ODOE’s top recommendation for addressing the challenge: establish a state “transmission entity” — one that appears to be modeled on New Mexico’s Renewable Energy Transmission Authority and the Colorado Electric Transmission Authority.

The department says the Oregon entity should be given authority to “identify and designate transmission corridors,” undertake “partial siting and permitting approvals” for projects in the corridors and offer direct financial support “through state bonds for projects that are determined to benefit the public interest.”

“Across the Pacific Northwest, transmission constraints hinder access to least-cost generation and contribute to reliability concerns,” the agency wrote. “Line expansions and additions are not proceeding at the pace or scale necessary to meet Oregon’s policy objectives.”

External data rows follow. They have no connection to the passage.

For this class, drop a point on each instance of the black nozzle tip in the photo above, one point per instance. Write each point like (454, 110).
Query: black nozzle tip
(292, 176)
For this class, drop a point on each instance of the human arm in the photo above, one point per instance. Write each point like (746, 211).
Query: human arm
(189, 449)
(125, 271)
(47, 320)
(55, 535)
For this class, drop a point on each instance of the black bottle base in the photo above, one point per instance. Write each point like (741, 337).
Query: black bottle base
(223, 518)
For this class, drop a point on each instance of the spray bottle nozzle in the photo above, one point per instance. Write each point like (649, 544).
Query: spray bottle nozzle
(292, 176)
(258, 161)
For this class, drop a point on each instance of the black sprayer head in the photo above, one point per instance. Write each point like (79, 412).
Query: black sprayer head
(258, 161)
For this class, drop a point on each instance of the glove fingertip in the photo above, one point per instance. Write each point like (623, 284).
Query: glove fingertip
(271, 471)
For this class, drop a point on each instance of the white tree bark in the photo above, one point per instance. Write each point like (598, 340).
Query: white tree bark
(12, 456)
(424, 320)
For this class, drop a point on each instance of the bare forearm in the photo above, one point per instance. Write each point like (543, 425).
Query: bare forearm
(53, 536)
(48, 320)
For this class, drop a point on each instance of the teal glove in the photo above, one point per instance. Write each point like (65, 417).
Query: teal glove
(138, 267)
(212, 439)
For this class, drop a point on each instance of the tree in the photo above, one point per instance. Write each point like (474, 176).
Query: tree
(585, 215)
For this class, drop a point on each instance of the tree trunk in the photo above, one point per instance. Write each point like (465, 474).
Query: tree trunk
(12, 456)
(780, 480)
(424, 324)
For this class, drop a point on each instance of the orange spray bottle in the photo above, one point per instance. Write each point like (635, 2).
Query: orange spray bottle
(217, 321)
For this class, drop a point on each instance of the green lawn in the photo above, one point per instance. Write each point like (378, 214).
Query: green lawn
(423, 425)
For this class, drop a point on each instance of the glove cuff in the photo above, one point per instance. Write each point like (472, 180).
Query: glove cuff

ODOE said the new entity could help simplify the process of siting and permitting transmission lines that traverse both state and federal jurisdictions, a key challenge in a region in which the Bonneville Power Administration controls more than 70% of the transmission network.

“To reduce this barrier, a new state entity could establish designated corridors for transmission development and obtain limited siting approval for development within the corridor, including development of enhanced, expanded or new transmission facilities but also of storage and electric generating resources,” the report notes. “Having a new state entity pursue limited siting approval for an entire corridor would retain Oregon’s historic focus on robust siting and permitting processes, while enabling individual projects within a given sited corridor to proceed more rapidly than is currently possible.”

Bayer noted the recommendation might resemble an Oregon House of Representatives bill (HB 3628) to establish a state transmission authority that failed to emerge from committee during the 2025 session.

“We hope that the text in the draft report captures the potential value that such an entity could provide, as well as the potential risks,” she said. “There’s near universal agreement in all of our engagement and everything that we heard that transmission is one of the most critical areas to meet our goals of clean, reliable and affordable energy.”

Coordination Through Markets

The strategy document also urges Oregon to step up collaboration with its neighbors, specifically through increased engagement with regional markets and other grid efforts.

ODOE calls out the “billions of dollars” the West has saved through expanded participation in CAISO’s real-time Western Energy Imbalance Market since 2014 and notes the development of the region’s two competing day-ahead markets: the ISO’s Extended Day-Ahead Market and SPP’s Markets+.

“Utilities in the region are moving toward more organized power markets to reduce costs and improve reliability. This is essential to more efficiently utilize existing infrastructure and to benefit from geographic and resource diversity across the region,” the agency wrote.

It said regional diversity will become “increasingly important” as states decarbonize, with a more diversified supply mix allowing load-serving entities to “take advantage of different weather patterns, resource mixes and time zones to integrate more renewable generation while mitigating risks from weather changes, including extreme weather events and wildfires.”

ODOE said movement toward an RTO would be “an important step to improve West-wide coordination and reduce costs for consumers.”

The document mentions also the two efforts managed by the Western Power Pool: the Western Resource Adequacy Program to develop regionwide RA requirements, and the Western Transmission Expansion Coalition to identify cost-effective interregional transmission projects.

“It is important that the state of Oregon engage in these activities to advance state energy policy objectives, ensure that regional activities are consistent with state policy and strengthen Oregon’s cooperation on vital areas including market development, resource adequacy, emissions accounting and transmission planning,” the report says.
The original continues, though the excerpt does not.